Tips on Raising Seed from Uber’s CEO
Here are some excellent tips from Travis Kalanick (Uber co-founder & CEO) on raising a Seed round. EXCELLENT
The VC Scene in Europe & Israel in 2016
Gil Dibner offers a data-driven review of the European and Israeli VC scene. Among the highlights: 1) Dollar VC investment up 20% on 2015, 2) Israel, UK and Germany were the top three re dollar volume, 3) Fintech was the most frequently funded vertical, with 178 investments. Marketing was second with 109.
Series-B is the Hardest
Tomasz Tunguz explains why Series-Bs will be harder to raise than Seed and Series-A in 2017. He rounds out with why startups should not despair since “despite the vacillations of the market there’s near record-levels of capital out there to finance startups.”
Cryptocurrencies Keep on Truck’in
CoinDesk note how the 7 largest cryptocurrencies all grew substantially during 2016: Bitcoin, Ethereum, Ripple, Litecoin, Monero, Ethereum Classic and Dash. They foresee a bright 2017 for cryptocurrencies as one of the top-performing commodities available today.
Alternative Finance in 2017
Ryan Weeks at AltFi walks us through the likely 2017 developments in the alternative lending space: 1) Regulatory developments in the crowdfunding and authorisation fronts, 2) SME loan referrals, 3) Meet Marcus, Goldman Sachs’ expected entry into the unsecured consumer lending business, 4) Impact of Article 50 and the Trump era.

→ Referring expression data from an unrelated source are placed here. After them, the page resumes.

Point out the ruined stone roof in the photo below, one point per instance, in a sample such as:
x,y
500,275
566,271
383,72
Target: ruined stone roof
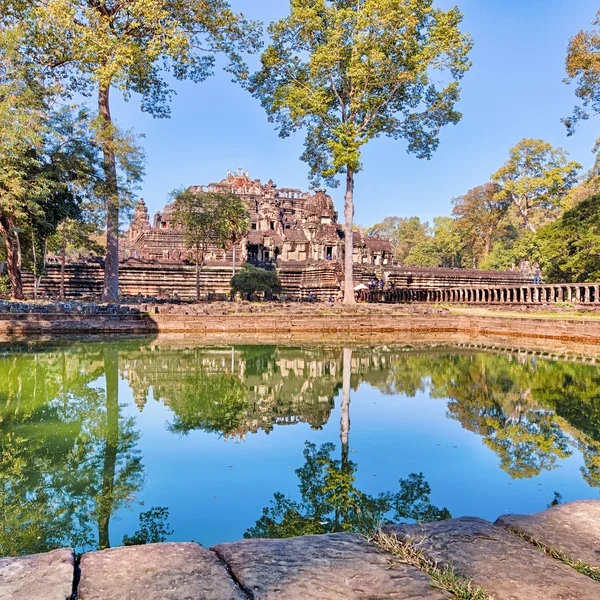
x,y
378,244
295,235
328,233
272,238
255,237
320,205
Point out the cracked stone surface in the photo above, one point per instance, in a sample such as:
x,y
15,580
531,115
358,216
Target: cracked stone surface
x,y
506,566
38,577
323,567
169,571
573,529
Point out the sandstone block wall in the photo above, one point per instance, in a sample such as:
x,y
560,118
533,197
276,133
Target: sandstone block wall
x,y
323,278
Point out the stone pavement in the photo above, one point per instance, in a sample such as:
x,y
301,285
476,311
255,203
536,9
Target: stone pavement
x,y
502,558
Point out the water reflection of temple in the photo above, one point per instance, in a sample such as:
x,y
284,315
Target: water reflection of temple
x,y
283,385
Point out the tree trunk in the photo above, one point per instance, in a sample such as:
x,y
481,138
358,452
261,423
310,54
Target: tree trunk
x,y
345,420
110,291
34,266
349,238
106,500
523,208
197,275
63,260
12,258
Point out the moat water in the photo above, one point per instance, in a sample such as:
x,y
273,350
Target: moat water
x,y
130,442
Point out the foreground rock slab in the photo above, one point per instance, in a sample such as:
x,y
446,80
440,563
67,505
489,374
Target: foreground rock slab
x,y
506,566
573,529
170,571
324,567
38,577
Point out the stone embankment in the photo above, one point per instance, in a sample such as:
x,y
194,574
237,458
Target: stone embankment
x,y
320,319
553,555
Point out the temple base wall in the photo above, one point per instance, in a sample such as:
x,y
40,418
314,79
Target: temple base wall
x,y
325,278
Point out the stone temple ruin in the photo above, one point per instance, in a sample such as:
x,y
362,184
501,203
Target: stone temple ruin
x,y
287,226
296,232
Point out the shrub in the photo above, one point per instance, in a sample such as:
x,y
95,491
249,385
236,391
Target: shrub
x,y
252,281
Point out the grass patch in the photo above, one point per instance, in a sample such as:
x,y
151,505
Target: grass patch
x,y
442,578
578,565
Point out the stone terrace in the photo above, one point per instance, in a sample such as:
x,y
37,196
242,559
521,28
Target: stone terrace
x,y
532,557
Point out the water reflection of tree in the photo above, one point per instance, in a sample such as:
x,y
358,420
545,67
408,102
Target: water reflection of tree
x,y
68,458
330,500
212,402
523,408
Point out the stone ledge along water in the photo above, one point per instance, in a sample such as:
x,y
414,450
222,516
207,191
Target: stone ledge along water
x,y
328,567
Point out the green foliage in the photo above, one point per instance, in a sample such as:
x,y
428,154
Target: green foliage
x,y
331,503
535,180
351,71
252,280
570,247
417,244
479,216
583,68
347,72
4,286
154,528
134,47
212,402
516,245
210,218
404,233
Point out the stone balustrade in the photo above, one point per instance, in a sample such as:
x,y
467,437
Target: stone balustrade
x,y
575,293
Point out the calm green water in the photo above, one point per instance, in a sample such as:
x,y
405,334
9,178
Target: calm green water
x,y
105,444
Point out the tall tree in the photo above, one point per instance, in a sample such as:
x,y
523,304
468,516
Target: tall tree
x,y
535,180
349,71
404,232
101,45
583,67
46,154
479,214
209,219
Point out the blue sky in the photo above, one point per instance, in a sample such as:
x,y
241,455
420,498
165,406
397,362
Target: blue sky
x,y
514,90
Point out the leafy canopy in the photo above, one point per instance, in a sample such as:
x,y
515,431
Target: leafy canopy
x,y
570,247
479,214
210,218
352,70
583,67
535,179
252,280
132,45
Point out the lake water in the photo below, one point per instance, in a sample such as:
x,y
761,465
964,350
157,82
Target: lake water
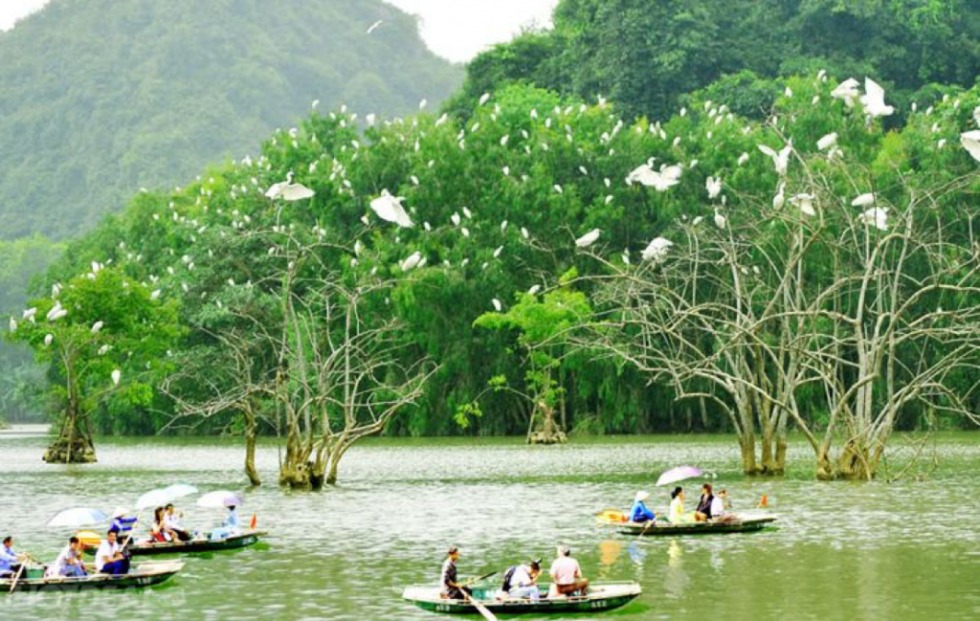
x,y
907,550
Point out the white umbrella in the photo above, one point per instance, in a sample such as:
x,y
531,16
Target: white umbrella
x,y
78,517
221,498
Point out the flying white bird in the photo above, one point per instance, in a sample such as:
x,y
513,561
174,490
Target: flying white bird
x,y
876,217
411,262
657,249
805,203
588,239
971,142
827,141
390,208
780,160
289,191
874,100
713,185
864,200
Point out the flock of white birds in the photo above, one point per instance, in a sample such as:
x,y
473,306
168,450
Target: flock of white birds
x,y
662,178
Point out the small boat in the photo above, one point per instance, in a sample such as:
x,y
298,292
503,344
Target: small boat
x,y
139,576
601,596
199,544
731,524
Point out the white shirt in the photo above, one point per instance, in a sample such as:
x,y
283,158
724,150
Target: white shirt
x,y
564,570
105,553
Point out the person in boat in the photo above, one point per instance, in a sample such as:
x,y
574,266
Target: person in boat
x,y
171,522
675,514
109,558
640,512
451,587
69,563
521,581
703,512
567,574
10,561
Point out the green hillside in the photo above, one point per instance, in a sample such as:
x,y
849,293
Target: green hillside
x,y
102,97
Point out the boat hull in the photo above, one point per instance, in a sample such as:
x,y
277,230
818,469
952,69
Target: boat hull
x,y
143,575
601,597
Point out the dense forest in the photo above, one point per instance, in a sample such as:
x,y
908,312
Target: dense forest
x,y
531,260
104,97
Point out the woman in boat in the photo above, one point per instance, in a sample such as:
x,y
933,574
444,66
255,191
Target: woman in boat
x,y
640,513
675,514
703,512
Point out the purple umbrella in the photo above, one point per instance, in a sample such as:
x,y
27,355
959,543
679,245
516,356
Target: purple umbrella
x,y
678,474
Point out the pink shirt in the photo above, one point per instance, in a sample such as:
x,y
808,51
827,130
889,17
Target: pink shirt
x,y
565,570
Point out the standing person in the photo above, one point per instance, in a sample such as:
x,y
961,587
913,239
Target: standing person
x,y
109,558
172,523
703,512
522,581
567,574
10,561
675,514
69,563
451,587
640,512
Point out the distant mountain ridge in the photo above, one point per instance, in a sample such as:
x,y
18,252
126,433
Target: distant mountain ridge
x,y
101,97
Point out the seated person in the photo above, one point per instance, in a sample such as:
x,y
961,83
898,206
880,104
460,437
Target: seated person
x,y
69,563
567,575
109,558
703,511
639,512
521,581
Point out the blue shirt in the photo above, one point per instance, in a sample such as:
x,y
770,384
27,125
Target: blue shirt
x,y
640,513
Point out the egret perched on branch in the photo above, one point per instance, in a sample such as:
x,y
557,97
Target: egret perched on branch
x,y
390,208
588,239
289,191
657,249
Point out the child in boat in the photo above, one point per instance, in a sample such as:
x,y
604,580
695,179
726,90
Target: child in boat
x,y
640,512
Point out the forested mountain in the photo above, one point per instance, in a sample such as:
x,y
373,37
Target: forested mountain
x,y
102,97
647,56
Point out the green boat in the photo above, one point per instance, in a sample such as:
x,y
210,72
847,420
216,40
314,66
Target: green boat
x,y
601,597
661,529
142,575
201,544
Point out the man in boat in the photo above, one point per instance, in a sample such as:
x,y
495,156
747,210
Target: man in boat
x,y
109,558
10,561
640,513
521,581
451,587
567,574
69,563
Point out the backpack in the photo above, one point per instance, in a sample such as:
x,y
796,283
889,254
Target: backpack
x,y
508,575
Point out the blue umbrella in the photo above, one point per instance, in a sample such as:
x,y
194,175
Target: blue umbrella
x,y
78,517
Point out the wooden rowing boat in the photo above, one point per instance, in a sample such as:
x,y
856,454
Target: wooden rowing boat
x,y
142,575
602,596
201,544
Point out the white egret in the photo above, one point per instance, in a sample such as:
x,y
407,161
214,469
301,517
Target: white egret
x,y
390,208
864,200
876,217
411,262
720,220
713,185
588,239
657,249
289,191
874,100
971,142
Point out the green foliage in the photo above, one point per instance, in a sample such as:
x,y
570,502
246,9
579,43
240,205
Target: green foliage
x,y
101,98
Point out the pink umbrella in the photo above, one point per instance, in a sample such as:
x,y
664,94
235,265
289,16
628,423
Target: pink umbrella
x,y
678,474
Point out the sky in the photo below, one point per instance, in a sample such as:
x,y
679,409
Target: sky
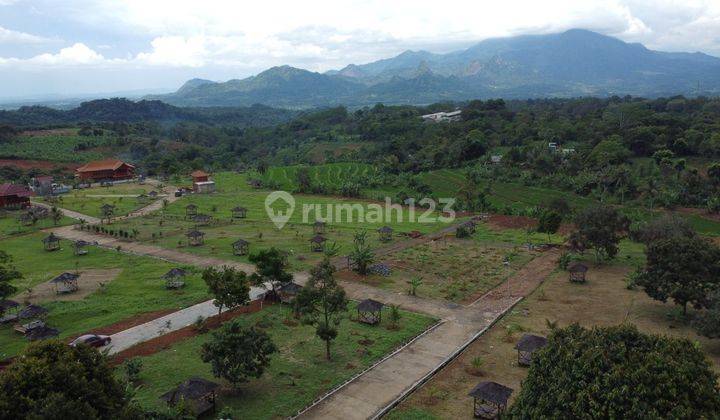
x,y
77,47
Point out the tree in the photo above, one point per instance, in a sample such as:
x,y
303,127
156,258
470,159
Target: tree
x,y
361,255
684,269
322,302
549,222
617,372
599,228
8,273
229,286
270,266
237,353
53,380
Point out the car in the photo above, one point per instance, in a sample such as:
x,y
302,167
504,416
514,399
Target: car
x,y
92,340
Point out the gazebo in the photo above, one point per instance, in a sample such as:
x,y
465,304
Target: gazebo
x,y
319,227
317,243
239,212
370,311
527,345
51,242
288,291
241,247
577,272
489,399
190,210
174,278
79,247
385,233
195,238
65,283
198,393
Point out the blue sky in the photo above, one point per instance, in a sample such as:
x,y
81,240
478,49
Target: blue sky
x,y
76,47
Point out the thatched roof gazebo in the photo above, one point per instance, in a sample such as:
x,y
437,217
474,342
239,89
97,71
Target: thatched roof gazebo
x,y
489,399
51,242
190,210
385,233
241,247
577,272
317,243
65,283
319,227
239,212
370,311
527,345
195,238
199,394
173,278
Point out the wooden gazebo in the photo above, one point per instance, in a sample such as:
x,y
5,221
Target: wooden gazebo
x,y
239,212
241,247
197,393
370,311
317,243
195,238
51,242
65,283
577,272
79,247
174,278
385,233
319,227
527,345
489,399
190,210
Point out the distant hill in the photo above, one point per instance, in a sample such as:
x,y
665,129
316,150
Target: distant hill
x,y
573,63
124,110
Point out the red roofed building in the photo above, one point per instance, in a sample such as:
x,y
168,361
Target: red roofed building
x,y
108,169
12,195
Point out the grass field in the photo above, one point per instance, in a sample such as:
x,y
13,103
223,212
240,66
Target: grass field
x,y
297,374
603,300
138,287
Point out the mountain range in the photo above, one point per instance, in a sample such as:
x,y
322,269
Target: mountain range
x,y
573,63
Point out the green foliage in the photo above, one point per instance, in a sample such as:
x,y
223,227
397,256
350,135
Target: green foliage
x,y
229,287
237,353
54,380
617,372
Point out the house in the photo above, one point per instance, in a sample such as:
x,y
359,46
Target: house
x,y
443,116
14,196
105,170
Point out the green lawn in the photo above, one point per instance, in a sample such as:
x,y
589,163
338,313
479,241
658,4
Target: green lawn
x,y
297,374
137,289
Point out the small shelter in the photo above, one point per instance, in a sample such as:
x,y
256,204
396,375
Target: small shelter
x,y
577,272
527,345
385,233
240,247
79,247
198,393
370,311
190,210
317,243
195,238
288,291
489,399
174,278
239,212
51,242
319,227
65,283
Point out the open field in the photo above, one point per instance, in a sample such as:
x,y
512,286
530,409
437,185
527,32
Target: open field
x,y
133,286
603,300
297,374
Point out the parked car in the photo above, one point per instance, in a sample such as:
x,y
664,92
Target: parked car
x,y
92,340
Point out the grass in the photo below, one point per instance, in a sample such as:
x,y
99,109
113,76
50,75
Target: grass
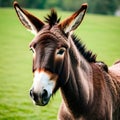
x,y
101,34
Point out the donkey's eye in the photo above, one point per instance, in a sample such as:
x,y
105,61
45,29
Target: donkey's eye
x,y
60,51
31,49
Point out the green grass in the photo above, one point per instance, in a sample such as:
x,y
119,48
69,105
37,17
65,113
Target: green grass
x,y
101,34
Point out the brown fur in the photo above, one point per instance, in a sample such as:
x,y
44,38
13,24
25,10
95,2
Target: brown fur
x,y
90,90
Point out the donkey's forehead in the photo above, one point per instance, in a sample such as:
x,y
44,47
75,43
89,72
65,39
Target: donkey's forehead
x,y
54,34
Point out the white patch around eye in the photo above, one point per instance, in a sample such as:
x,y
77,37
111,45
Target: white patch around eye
x,y
42,81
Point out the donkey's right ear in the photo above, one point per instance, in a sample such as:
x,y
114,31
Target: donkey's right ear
x,y
28,20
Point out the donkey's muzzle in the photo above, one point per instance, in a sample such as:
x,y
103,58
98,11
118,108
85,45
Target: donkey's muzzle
x,y
40,99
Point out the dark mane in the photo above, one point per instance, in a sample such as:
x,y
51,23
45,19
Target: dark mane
x,y
87,54
52,19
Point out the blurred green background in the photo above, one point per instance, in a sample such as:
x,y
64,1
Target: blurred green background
x,y
100,33
95,6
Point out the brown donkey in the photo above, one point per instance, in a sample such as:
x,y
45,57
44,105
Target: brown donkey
x,y
90,90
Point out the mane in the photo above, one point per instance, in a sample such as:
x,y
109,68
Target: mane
x,y
87,54
52,19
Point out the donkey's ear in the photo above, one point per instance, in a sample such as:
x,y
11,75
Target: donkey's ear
x,y
28,20
72,22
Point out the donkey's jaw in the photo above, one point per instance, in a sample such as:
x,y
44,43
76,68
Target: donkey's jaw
x,y
42,87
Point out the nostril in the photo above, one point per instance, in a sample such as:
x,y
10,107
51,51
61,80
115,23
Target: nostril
x,y
34,95
44,94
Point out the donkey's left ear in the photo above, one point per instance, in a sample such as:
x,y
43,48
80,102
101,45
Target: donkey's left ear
x,y
31,22
73,21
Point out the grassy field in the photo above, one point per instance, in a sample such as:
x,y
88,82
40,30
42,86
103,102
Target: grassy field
x,y
101,34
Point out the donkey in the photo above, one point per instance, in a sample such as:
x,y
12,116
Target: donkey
x,y
90,90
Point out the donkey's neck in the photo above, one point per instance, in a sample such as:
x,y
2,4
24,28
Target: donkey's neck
x,y
78,91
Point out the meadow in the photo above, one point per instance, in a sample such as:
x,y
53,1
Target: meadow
x,y
101,34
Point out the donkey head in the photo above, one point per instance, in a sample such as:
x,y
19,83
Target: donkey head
x,y
50,48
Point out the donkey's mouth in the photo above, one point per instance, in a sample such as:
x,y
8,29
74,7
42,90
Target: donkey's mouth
x,y
40,99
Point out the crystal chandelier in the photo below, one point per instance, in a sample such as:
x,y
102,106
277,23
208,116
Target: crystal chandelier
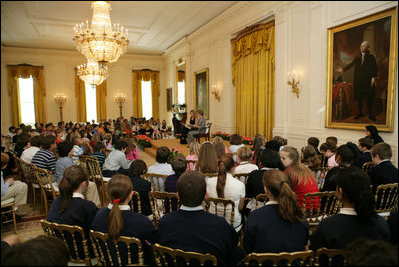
x,y
93,72
101,42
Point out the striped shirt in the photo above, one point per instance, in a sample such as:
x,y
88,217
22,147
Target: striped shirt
x,y
45,159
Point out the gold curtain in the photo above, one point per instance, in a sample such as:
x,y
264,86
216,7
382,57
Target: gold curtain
x,y
146,75
39,91
253,78
80,94
101,95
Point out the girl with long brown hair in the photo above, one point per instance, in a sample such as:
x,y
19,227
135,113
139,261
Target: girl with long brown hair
x,y
301,177
280,225
226,186
118,220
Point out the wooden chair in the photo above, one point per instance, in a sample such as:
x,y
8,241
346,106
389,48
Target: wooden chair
x,y
386,198
367,167
166,256
97,177
299,258
261,198
206,134
124,251
30,179
221,207
330,257
157,181
73,236
46,186
322,205
8,209
135,203
243,177
161,203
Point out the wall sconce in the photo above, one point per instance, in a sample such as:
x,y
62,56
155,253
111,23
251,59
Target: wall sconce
x,y
216,92
293,80
120,99
60,99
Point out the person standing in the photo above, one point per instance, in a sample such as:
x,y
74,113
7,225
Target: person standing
x,y
364,79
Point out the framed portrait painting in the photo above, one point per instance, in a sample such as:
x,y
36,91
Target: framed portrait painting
x,y
201,81
361,78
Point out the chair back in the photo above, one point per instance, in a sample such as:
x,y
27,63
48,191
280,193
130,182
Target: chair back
x,y
222,207
330,257
157,181
135,203
243,177
161,203
299,258
322,205
260,200
165,256
73,236
121,252
367,167
386,197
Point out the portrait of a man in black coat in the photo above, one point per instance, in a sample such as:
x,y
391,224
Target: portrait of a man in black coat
x,y
364,82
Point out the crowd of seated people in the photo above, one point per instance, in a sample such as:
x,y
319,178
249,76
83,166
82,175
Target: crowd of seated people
x,y
276,169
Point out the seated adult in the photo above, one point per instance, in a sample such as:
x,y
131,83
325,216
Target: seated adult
x,y
142,186
199,127
384,172
179,165
364,145
228,187
11,188
118,220
192,229
244,154
71,207
116,161
161,166
280,225
28,153
357,218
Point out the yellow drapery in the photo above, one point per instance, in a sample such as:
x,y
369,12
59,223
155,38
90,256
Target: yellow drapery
x,y
253,78
80,94
146,75
39,91
101,95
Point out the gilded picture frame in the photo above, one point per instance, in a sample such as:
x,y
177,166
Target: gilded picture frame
x,y
361,72
201,91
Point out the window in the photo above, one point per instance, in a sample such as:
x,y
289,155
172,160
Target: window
x,y
27,101
91,102
181,98
146,98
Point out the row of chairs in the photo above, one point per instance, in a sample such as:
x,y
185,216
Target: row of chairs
x,y
129,251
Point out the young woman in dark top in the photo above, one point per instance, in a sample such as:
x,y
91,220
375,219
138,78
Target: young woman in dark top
x,y
280,225
70,207
118,220
356,219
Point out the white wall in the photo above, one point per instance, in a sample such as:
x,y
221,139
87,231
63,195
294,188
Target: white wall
x,y
59,76
301,43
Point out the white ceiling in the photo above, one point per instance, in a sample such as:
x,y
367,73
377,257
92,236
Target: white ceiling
x,y
153,26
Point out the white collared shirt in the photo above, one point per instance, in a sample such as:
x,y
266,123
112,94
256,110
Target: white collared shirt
x,y
78,195
347,211
182,207
121,207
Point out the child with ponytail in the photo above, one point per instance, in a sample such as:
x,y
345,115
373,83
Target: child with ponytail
x,y
226,186
118,220
356,219
280,225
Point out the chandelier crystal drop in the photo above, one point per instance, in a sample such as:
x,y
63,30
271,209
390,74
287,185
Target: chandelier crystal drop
x,y
101,42
93,72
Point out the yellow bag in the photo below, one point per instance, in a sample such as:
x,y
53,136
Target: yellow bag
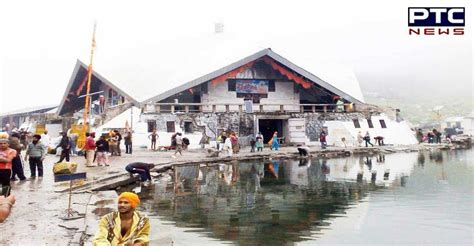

Exponential Computing Growth
In 1965 Gordon Earle Moore, co-founder of Intel, formulated what has become known as Moore’s Law where the number of chip components doubles exponentially over time. The law has since expanded in scope to cover the growth in computational speed and the rate of technology adoption. Peter J. Denning & Ted G. Lewis explore the mathematical basis for Moore’s Law and ask how much longer we can expect it to apply.